A comilança começou no dia 15, com um coquetel feito por um grupo de 8 chefs locais na ilha Virgin Gorda, num lugar chamado Sugar Mill Ruins. O nome remete à arquitetura inspirada nos engenhos de açúcar do século 19. Foi um panorama de receitas caribenhas, variadas e apimentadas, baseada nos ingredientes locais, entre eles frutas tropicais, peixes e uma carne de cordeiro deliciosa. No dia seguinte, 16, rumamos para a já citada Necker Island, onde comemos um churrasco havaiano para lá de interessante, comando pelo chef Vikram Garg, de Waikiki. Minha moleza acabaria ali. No jantar daquele dia, o quinto de sete cursos seria por minha conta: uma Pot pie de cordeiro e queijo emmenthal. No dia seguinte, almoçamos na ilha Tortola, onde fica a capital das BVI, Road Town. Pra comer, um encontro entre as culinárias italiana e caribenha, encabeçada pelo chef Davide Pugliese, originário da Bota, porém radicado nas BVI. À noite, mão na massa de novo, desta vez com a Moqueca de lagosta com purê de mandioca (que eles chamam de Yuca) e chips de banana, um dos três pratos principais do jantar. Modéstia às favas, eles babaram na minha moqueca. Dia 18, nova ilha, Guana, novo jantar, onde fiz uns aperitivos. Pensam que acabou? Ainda não. Domingão, dia 19, almoço na Fat Virgin e jantar na Mooney Bay Estate, uma pousada de apenas seis lugares e uma praia todinha pra ela, só acessível por barco. Deslumbrante. Para combinar, preparei um refrescante atum com tartare de manga. Ah, as sobremesas de todos os dias ficaram a cargo da chef-pâtissière americana Michele Mitchell, do centenário Hotel du Pont, um dos mais luxuosos dos EUA, situado em Wilmington, Delaware.

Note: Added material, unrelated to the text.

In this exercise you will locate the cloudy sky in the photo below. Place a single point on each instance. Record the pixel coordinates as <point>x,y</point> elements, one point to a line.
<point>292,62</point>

Como vocês perceberam, não foi pouco o trabalho para os CCC (leia-se eu, Carol Brandão e Carlos Siffert), mas adorei ter participado do BVI Winemakers Dinners. Se a intenção era promover o lugar como atração turística, pra mim, funcionou. Quero muito voltar e ficar uns dias por lá, de papo pro ar. Conheço várias praias brasileiras maravilhosas, mas mesmo quem já foi a Fernando de Noronha vai se surpreender com a cor daquele mar: um intenso e hipnótico azul turquesa.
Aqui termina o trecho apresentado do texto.